If you find yourself in the workers compensation system, you're better off obtaining advice and perhaps a lawyer sooner rather than later. Mistakes made in the workers' compensation system might be challenging if not impossible to unwind. And also some mistakes can guarantee the end of your case altogether. Therefore if you have a workers' compensation injury, speak to us promptly. The consultation is free of charge, and you are under no commitment to retain us. In case you do hire us, you won't be out of pocket for any charges or costs. We only gets paid when we get benefits for our clients!
No Fee Unless Recovery
At Trial Pro, our car accident attorneys work on a contingency fee basis. That means our experts cover the expenses of investigating, building, negotiating and litigating your case. We do not charge you a thing unless our lawyers recover compensation on your behalf. If we don't win your claim, you will owe us nothing at all.
Our Collier County injury lawyers also provide cost-free consultations to study the particulars of your insurance claim and determine if you have a suit. Set Up a Free Assessment
If you or someone you love has been injured due to someone else's negligence or neglectfulness, you need a good attorney by your side who is familiar with the laws and regulations in FL.
Our Collier County personal injury attorneys are skilled in tort litigation and have been acknowledged by our peers for our accomplishments. A few of our legal professionals have been identified as Super Lawyers and notable litigators for their victories in behalf of our clients.
We have recovered favorable judgments and compensations that contributed in assisting our clients recoup from their personal injuries or the loss of a loved one. Let us help you recover the maximum amount of compensation you deserve for your injuries.

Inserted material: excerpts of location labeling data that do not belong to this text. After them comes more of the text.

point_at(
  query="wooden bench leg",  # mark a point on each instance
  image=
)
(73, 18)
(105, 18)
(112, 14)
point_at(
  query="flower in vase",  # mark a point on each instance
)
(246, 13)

Acquiring Compensation for Your Workplace Injury in Collier County Florida
Because workers' compensation is a form of insurance policy, Florida workers compensation insurance typically covers what you would expect your vehicle insurance policy to encompass if you were hurt in an car crash. This workers compensation benefits consists of, yet might not be limited to:
- Medical Bills
- Lost Income
- Prescription Medications
- Clinical Equipment
- Earnings Replacement
- Particular Job Substitute Benefits
The nature as well as degree of your benefits rely on whether your injuries developed no disability, a partial disability, long-term disability or permanent disability.

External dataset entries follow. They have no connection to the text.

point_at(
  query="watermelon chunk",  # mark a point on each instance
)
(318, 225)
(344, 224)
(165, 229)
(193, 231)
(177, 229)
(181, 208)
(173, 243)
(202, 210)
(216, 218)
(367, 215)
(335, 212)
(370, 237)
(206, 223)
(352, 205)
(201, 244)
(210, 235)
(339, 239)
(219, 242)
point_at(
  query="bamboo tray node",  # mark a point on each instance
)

Workers' Compensation Cases Frequently Asked Questions
- Can I Get Unemployment if I Get Hurt at Work?
- Can I Sue My Employer For Emotional Distress?
- Can The Internal Revenue Service (IRS) take a Workers Compensation settlement?

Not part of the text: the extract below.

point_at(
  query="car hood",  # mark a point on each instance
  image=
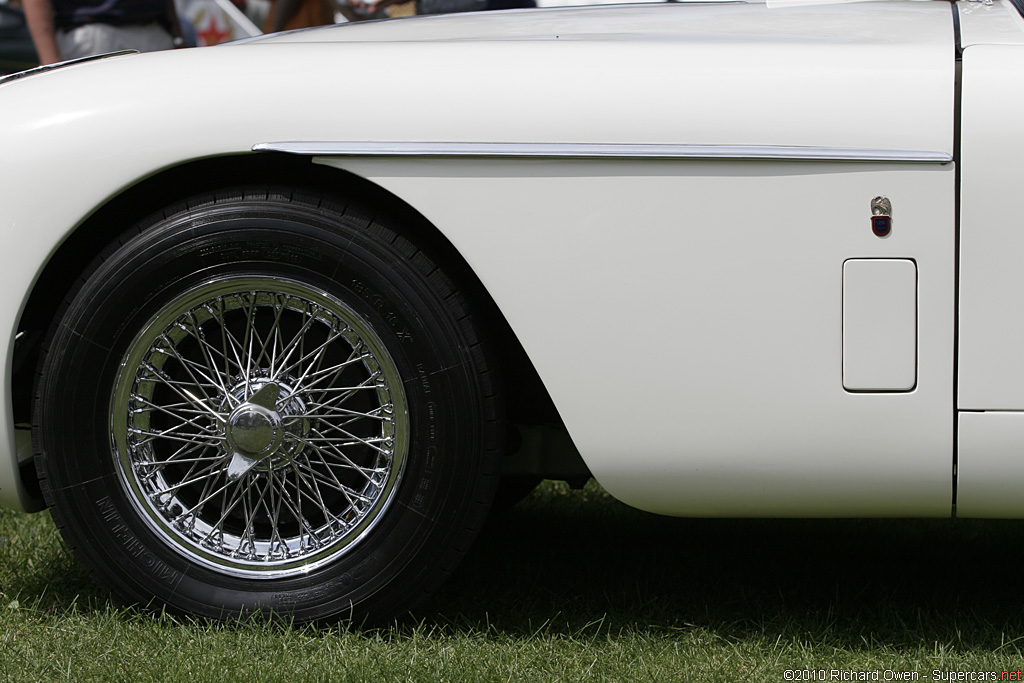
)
(886, 22)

- Can You be Fired for Being Injured on the Job?
- Can You Sue Workers compensation for pain and suffering?
- Can You Work While on Workers Compensation?
- Do Workers' Compensation Insurance Companies Pay For Lost Wages?
- Do You Get a Settlement from Workers Compensation?
- How Long Do You Have To Report an Injury at Work in Florida?
- What are Common Industrial Accidents and Serious Occupational Injuries
- What Is the Statute Of Limitations On Workers Compensation Claims?
- What is Workers’ Compensation and what does it cover?
- When can you File a Personal Injury Case instead of Worker's Comp?